Les apaches de la rive gauche
Extrait de "Chez les apaches"
La Revue politique et littéraire — 16 novembre 1907
Notre jeunesse a été bercée, épouvantée, charmée au récit des exploits des Peaux-Rouges, dans l’immensité déserte, des prairies, à l’extrémité du Far West américain ; quel homme à cheveux gris n’a frémi, dans son enfance, au cri de guerre des Mohicans, aux scalps de l’Aigle Noir, aux coups terribles que portait la Dent Bleue avec son tomahawk. Toujours dans le sentier de la guerre, en révolté contre les lois des hommes blancs, ils rôdaient dans les landes désertes et stériles, pillant les fermes isolées, attaquant les diligences, tuant à cinq cents pas et par ricochets les soldats lancés a leurs trousses, meurtriers, mais héroïques. Et de tous, les plus sanguinaires, les plus cruels, les plus effrayants, c’étaient les Apaches.

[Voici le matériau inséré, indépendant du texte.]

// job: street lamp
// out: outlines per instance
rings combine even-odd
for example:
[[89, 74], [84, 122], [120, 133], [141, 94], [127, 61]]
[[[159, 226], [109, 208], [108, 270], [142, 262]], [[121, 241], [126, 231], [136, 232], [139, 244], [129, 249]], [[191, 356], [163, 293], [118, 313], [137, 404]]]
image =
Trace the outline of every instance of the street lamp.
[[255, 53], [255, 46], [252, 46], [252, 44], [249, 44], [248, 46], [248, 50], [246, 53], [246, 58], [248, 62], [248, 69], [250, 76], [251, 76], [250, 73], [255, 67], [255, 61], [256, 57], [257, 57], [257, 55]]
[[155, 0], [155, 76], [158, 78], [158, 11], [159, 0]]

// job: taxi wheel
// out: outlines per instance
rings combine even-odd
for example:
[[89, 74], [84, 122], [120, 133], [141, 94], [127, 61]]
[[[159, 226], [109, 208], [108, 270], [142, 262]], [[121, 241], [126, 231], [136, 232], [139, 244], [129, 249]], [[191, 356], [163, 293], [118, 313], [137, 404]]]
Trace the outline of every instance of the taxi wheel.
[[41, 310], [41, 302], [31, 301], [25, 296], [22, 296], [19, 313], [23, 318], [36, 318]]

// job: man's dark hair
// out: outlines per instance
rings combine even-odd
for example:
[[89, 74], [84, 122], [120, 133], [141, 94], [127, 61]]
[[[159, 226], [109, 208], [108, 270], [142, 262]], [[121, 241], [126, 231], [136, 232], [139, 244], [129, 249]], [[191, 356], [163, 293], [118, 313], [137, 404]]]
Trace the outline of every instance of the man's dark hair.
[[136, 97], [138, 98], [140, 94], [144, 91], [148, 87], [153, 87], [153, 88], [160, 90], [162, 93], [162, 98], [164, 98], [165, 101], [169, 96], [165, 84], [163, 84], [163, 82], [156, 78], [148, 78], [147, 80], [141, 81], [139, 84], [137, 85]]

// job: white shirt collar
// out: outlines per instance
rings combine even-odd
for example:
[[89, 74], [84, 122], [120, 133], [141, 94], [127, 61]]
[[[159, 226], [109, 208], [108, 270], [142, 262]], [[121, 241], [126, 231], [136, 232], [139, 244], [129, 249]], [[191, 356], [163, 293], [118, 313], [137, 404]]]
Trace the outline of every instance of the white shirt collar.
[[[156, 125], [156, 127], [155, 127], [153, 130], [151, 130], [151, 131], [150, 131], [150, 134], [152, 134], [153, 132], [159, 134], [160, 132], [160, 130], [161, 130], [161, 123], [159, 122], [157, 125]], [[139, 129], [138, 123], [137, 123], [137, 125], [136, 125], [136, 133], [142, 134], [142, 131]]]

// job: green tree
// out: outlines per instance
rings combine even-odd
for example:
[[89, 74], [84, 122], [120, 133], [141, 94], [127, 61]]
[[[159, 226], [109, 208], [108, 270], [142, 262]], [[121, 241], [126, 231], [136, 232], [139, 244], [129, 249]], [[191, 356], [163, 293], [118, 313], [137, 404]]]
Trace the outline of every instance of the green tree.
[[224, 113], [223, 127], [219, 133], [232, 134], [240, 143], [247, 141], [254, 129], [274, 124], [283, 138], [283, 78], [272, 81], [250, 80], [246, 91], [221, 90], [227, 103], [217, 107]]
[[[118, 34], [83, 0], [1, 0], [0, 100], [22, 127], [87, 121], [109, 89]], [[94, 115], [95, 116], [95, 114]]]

Dans les faubourgs des grandes villes, sur l’herbe pelée et sale des fortifications, dans les terrains boueux où sont les dépotoirs, aux boulevards lointains où les passants sont rares, dans les ruelles humides et malsaines, rôdent des hommes de veulerie et des filles de paresse. De travail ils n’ont point, que de vagues corvées qu’ils allèguent comme une justification, ou des gagne-pain infâmes dont ils rient entre eux et se parent comme d’une gloire. Lâches en face du danger, ils sont cruels à plaisir, prêts à tout crime, s’il n'expose point leur précieuse existence, avides du sang versé sans péril. Dun mot qui a fait fortune, un spirituel chroniqueur du Palais les a nommés les « Apaches ». C’est grand dommage pour les Peaux-Rouges.
[...]
Pour être plus calme et sereine, la rive gauche n’est point sans avoir quelques apaches. Leur centre de réunion, jadis, était la place Maubert, la Maub’, où se tenait le marché des mégots et bouts de cigarettes ; la percée des rues Lagrange, Dante, etc..., en éventrant tout un quartier aussi pittoresque que mal famé, a assaini, « embourgeoisé » ce coin jadis dangereux. Des bouges d'antan, il ne reste guère que le « Père Lunette », mais il n’est plus le coupe-gorge d’autrefois, la lumière de la rue Lagrange, — soleil de jour, becs Auer de nuit, — a fait fuir les rapaces nocturnes, amis de l'ombre, et le cabaret, célèbre par ses orgies et ses rixes, n’est plus qu’un objet de curiosité où les guides de Paris mènent les Anglais curieux des bas-fonds.
Les malandrins ont fui vers le sud, et se sont réfugiés danses quartiers nouveaux, derrière la place d’Italie, auprès des fortifications. Dans les avenues qui allongent leurs arbres maigrelets et leurs cordons de réverbères, à côté des jardins où des Auvergnats jouent aux boules à grands cris, des bals publics se sont fondés, très semblables à ceux de Belleville ou de Montmartre. La vieille population du cru, peu flattée du voisinage de ces Alcazars et de ces Boules d’or, a été moins satisfaite encore de l’installation de chiffonniers, en campements sales et malsains, dans quelques ruelles de la Maison Blanche, repaires si bien habités que les gardiens de la paix ne s’y risquent qu’en nombre. Mais il est de pareils nids aux Grandes-Carrières, ceci n’est point spécial au quartier.
Ce qui donne à cet extrême sud de Paris un cachet particulier, ce sont les terrains vagues de la Glacière, vallée et coteaux de la Bièvre, vastes étendues inhabitées qui se peuplent d’ailleurs en dépit du pittoresque mais à l’avantage de la sécurité. De rares issues, des maisons basses et louches, entre les palissades pourries de grandes prairies où des chevaux étiques paissent un herbage pelé, voire quelques étangs, telles sont ces savanes. Le jour, c’est un pays peu fréquenté ; la nuit c’est un désert. Mais le promeneur solitaire qu’y mènent sa fantaisie et son amour du danger a l’impression que l’ombre est habitée : un léger bruit derrière une palissade, un coup de sifflet en rappel, le rapide passage d’une silhouette grisâtre, tels sont les indices que cette Prairie a ses Apaches. Et vers le nord, une lumière s’étale, rouge et diffuse, un lointain bourdonnement provient sans direction précise, comme d’un animal monstrueux et invisible : c’est Paris, la « grande ville », cité des contrastes, de travail et de paresse, de grand bien et de grand mal, d’extrême richesse et de misère extrême.